Sysdig Report Highlights LLMjacking and Other Security Threats
Sysdig has released its 2024 Global Threat Report, outlining the changing nature of cyberattacks in 2024.
For example, Sysdig describes the growing practice of LLMjacking, which involves stealing access to cloud accounts that host large language models (LLMs). “Mirroring earlier cryptojacking and proxyjacking techniques, LLMJacking presents an even more formidable financial threat.” In the six months since Sysdig first identified LLMjacking, the daily costs to victims have roughly doubled from $46,000 per day to more than $100,000 daily, the report notes.
Sysdig notes that whereas cryptomining attacks are fairly easy to identify based on CPU resource consumption, LLM usage cannot be detected this way because “there is only one behavior – a call to the LLM.” Additionally, “LLM resource consumption will vary greatly across individual users and, therefore, it is difficult to differentiate between legitimate and malicious use.” Thus, the report emphasizes the importance of establishing baselines for your enterprise cloud account LLM usage, so teams can readily identify anomalies.

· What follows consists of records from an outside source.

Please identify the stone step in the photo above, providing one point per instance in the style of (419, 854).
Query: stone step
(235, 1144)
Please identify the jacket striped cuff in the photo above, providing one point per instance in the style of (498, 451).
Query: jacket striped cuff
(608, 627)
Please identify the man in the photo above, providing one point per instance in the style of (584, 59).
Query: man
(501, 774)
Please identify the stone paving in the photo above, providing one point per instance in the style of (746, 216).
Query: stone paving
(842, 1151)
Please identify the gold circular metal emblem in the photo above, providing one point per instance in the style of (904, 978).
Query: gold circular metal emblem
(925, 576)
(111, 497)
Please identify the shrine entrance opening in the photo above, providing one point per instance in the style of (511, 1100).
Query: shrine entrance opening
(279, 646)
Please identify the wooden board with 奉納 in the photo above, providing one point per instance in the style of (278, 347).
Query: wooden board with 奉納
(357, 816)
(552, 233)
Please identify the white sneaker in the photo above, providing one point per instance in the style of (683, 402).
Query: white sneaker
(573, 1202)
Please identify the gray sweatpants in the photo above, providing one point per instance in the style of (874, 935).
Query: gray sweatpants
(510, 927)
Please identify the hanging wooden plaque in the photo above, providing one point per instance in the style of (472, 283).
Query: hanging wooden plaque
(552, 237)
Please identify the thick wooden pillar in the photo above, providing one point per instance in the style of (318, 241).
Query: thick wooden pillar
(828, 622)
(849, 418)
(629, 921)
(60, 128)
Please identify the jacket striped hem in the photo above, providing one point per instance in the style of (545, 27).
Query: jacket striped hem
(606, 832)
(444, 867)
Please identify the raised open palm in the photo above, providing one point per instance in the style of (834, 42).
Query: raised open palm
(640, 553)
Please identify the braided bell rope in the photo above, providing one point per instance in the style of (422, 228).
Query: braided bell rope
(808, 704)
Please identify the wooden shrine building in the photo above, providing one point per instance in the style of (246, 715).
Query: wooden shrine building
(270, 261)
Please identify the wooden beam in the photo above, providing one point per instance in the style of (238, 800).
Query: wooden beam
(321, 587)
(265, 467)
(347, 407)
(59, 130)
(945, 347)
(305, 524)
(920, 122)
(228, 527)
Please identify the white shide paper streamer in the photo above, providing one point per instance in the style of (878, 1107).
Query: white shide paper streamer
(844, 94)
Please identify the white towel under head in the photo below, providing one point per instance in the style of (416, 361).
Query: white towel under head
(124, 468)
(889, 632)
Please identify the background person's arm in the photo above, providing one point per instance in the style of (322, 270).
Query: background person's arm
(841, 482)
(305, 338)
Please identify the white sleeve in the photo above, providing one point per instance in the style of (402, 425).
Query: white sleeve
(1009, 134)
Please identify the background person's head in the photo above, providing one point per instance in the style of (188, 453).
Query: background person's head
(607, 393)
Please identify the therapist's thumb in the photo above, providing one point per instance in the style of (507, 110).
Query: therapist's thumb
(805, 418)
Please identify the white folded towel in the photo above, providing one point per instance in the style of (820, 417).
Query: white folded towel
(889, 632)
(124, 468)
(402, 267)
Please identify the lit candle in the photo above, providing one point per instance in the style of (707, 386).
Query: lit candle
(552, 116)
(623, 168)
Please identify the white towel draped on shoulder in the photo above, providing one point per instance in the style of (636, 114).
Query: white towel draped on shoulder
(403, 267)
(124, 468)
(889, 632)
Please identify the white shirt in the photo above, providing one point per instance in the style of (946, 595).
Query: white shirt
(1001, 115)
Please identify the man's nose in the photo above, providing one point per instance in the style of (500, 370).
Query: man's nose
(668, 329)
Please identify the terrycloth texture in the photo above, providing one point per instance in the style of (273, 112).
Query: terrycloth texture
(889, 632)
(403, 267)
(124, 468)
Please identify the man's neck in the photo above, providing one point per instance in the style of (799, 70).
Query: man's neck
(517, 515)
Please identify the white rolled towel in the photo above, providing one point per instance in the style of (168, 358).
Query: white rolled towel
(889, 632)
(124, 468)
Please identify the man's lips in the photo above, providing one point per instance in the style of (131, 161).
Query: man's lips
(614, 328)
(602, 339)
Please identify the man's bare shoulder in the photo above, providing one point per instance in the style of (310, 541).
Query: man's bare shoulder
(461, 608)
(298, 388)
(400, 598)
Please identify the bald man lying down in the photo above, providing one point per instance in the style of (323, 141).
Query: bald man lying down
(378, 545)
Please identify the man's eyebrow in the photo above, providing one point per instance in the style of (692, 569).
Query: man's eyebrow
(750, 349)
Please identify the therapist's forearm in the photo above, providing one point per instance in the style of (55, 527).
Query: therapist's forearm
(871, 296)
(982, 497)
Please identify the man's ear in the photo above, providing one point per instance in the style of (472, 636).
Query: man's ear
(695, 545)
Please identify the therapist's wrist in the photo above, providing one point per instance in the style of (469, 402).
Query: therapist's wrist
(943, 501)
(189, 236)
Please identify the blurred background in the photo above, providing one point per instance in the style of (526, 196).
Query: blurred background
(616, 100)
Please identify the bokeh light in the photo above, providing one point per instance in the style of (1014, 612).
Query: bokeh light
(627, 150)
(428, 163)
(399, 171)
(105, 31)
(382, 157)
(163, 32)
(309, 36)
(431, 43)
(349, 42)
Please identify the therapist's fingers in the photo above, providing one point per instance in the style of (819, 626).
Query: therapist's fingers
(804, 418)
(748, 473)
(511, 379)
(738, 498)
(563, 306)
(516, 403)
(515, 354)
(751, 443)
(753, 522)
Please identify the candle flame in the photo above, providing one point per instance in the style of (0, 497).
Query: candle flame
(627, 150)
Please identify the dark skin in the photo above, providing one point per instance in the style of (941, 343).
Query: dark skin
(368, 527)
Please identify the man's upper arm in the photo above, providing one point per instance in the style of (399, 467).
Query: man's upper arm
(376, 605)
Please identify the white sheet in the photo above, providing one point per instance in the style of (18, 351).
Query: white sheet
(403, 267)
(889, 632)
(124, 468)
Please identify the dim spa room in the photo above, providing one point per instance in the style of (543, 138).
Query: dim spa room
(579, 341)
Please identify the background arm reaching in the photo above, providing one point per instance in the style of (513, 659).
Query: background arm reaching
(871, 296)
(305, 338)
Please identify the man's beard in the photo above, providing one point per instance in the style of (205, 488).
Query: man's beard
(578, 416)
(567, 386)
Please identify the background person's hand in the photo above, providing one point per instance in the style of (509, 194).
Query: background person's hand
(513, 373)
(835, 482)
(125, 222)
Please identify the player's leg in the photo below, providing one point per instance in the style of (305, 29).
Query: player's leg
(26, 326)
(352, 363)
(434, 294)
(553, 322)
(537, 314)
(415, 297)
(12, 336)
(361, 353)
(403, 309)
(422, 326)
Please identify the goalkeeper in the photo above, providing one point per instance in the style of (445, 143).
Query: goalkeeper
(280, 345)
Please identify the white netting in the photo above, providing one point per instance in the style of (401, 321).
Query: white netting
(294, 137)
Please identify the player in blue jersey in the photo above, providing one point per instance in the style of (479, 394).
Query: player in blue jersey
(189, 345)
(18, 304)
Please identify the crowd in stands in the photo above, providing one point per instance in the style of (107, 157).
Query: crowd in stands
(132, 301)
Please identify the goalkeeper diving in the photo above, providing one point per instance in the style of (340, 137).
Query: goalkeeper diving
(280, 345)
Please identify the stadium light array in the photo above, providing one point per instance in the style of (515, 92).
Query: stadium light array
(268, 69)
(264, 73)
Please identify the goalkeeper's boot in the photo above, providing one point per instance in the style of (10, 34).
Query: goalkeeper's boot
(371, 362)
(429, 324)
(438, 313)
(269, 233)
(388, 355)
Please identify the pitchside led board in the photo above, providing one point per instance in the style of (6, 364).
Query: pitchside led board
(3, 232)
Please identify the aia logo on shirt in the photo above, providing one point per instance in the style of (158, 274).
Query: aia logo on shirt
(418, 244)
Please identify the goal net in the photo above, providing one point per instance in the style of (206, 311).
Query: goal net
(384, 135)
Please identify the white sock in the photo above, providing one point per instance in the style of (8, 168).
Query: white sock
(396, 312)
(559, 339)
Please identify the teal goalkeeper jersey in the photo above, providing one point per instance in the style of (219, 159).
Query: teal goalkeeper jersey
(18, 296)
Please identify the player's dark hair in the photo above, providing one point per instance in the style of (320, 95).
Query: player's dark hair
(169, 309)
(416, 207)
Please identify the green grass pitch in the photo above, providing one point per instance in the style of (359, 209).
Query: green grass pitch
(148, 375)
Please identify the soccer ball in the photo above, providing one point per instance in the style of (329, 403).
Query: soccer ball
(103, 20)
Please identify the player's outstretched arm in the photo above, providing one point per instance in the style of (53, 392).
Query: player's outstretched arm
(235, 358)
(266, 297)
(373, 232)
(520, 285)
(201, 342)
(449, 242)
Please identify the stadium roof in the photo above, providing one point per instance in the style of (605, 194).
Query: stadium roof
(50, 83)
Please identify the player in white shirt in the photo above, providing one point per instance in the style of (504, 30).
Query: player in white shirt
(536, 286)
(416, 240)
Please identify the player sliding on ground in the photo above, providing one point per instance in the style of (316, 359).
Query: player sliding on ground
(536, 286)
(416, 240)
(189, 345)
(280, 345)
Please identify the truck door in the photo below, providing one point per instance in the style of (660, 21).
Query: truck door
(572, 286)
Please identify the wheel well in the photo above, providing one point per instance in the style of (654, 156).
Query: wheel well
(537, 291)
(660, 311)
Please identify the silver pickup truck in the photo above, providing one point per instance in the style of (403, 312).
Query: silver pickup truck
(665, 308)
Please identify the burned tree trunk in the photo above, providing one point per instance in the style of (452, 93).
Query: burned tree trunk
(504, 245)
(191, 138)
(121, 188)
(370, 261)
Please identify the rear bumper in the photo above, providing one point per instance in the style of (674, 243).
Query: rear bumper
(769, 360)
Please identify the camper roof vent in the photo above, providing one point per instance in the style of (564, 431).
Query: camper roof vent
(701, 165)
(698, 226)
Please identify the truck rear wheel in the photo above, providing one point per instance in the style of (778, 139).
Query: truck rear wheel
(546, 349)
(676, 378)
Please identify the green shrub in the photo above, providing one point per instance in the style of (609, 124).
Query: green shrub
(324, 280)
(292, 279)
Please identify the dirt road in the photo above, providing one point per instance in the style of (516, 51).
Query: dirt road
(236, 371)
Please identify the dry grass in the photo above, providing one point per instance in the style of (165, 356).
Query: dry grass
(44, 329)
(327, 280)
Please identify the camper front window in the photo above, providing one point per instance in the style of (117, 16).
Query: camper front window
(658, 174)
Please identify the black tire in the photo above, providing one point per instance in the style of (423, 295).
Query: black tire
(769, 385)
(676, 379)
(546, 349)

This report follows the company’s Cloud-Native Security and Usage Report from earlier this year, which highlighted other security threats and outlined best practices. For example, the report says “less than 50% of environments have alerts set to trigger on CPU and memory use. Furthermore, a majority of users do not have maximum limits set on their CPU or memory use.” Without such limits, organizations risk having to pay for resources used by attackers in their environment.
Sysdig notes that, “with the ease of scalability in cloud environments, some campaigns can rack up $80,000 in victim costs in just a few hours.”